ChatGPT Plus subscribers ($20/month) will receive access to GPT-5 Turbo with usage caps, while ChatGPT Pro subscribers ($200/month) get unlimited access. Enterprise and Team plans include GPT-5 Turbo at no additional cost above existing subscription fees.

What This Means for Developers and Businesses

The practical implications of improved multi-step reasoning extend far beyond benchmark scores. For software developers, GPT-5 Turbo's ability to maintain logical coherence across long reasoning chains could transform how AI is used in code generation, debugging, and system architecture design.

Enterprise applications stand to benefit significantly. Tasks like financial modeling, compliance analysis, and strategic planning often require exactly the kind of multi-step reasoning where previous models fell short. A model that can reliably chain 8 or more logical steps opens the door to more autonomous AI agents handling complex workflows with minimal human oversight.

The agentic AI space is likely to see immediate impact. Frameworks like LangChain, AutoGen, and CrewAI rely on LLMs to plan and execute multi-step task sequences. A more capable reasoning backbone could dramatically improve the reliability and scope of autonomous agent systems built on these frameworks.

The Competitive Landscape Heats Up

GPT-5 Turbo arrives at a moment of intense competition in the LLM market. Anthropic is reportedly preparing Claude 4 for release later this year, while Google DeepMind continues to advance its Gemini model family. Meta's open-source Llama 4 has also been gaining traction among developers who prioritize customization and cost control.

OpenAI's lead in reasoning benchmarks, if sustained, could prove decisive in the enterprise market where accuracy and reliability matter more than cost. Major consulting firms including McKinsey, Deloitte, and Accenture have reportedly already signed enterprise agreements for GPT-5 Turbo access, signaling strong institutional demand.

The open-source community will also be watching closely. If GPT-5 Turbo's reasoning gains stem primarily from training data and curriculum design rather than architectural secrets, similar techniques could eventually be replicated in open-weight models — potentially narrowing the gap within 12 to 18 months.

Looking Ahead: The Road to Reliable AI Reasoning

GPT-5 Turbo represents a significant milestone, but the journey toward truly reliable AI reasoning is far from over. OpenAI CEO Sam Altman acknowledged during the launch event that 'we are still in the early chapters of building systems that reason as well as the best human experts.'

The company hinted at future developments, including a GPT-5 Turbo variant optimized for scientific research and a smaller, distilled version designed for on-device deployment. A dedicated reasoning API with streaming 'thought traces' is expected in Q3 2025, giving developers more transparency into the model's decision-making process.

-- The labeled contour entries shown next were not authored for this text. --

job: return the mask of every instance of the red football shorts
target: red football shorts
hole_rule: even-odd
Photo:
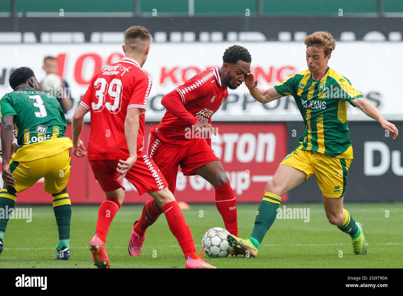
[[[89,161],[95,178],[105,192],[119,188],[125,190],[121,181],[118,181],[120,176],[116,170],[118,159],[89,159]],[[137,161],[125,178],[136,187],[140,195],[147,191],[158,191],[168,187],[158,167],[142,151],[137,152]]]
[[[197,175],[192,171],[214,160],[220,161],[205,139],[194,139],[183,146],[168,146],[153,135],[148,145],[148,154],[168,182],[172,193],[176,188],[178,167],[185,176]]]

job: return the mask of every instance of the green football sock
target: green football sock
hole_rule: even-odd
[[[67,193],[53,197],[53,211],[59,231],[59,239],[68,240],[70,237],[71,202]]]
[[[16,193],[8,192],[5,188],[0,190],[0,232],[3,233],[0,238],[2,239],[8,221],[8,215],[11,213],[10,210],[14,208],[17,200]]]
[[[353,238],[356,238],[359,235],[361,232],[358,226],[355,224],[355,221],[350,215],[349,211],[345,209],[343,209],[345,217],[343,225],[338,228],[343,232],[348,234],[350,236]]]
[[[60,250],[63,246],[66,247],[67,248],[70,249],[70,240],[59,240],[59,244],[57,245],[57,248]]]
[[[256,212],[255,227],[251,235],[251,242],[256,248],[259,248],[266,232],[276,220],[277,210],[281,201],[281,198],[278,195],[270,192],[264,193],[264,197]]]

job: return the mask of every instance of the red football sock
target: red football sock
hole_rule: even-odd
[[[120,207],[120,203],[113,199],[106,199],[101,203],[98,210],[95,233],[104,242],[106,239],[110,224]]]
[[[144,204],[143,213],[139,221],[134,225],[134,230],[137,234],[142,236],[145,233],[148,226],[157,221],[160,215],[162,213],[154,204],[154,200],[150,199]]]
[[[229,181],[216,190],[216,205],[224,221],[225,228],[231,234],[238,236],[237,201]]]
[[[187,258],[189,255],[192,259],[197,259],[199,257],[196,253],[196,247],[190,228],[186,224],[178,203],[175,201],[168,203],[162,207],[162,211],[166,217],[169,229],[178,240],[185,257]]]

For the broader AI industry, the message is clear: multi-step reasoning is the new frontier. Models that can plan, verify, and self-correct across long chains of logic are moving closer to the kind of autonomous problem-solving that enterprise customers demand. Whether GPT-5 Turbo maintains its lead will depend not just on benchmark scores, but on how reliably it performs in the messy, unpredictable conditions of real-world deployment.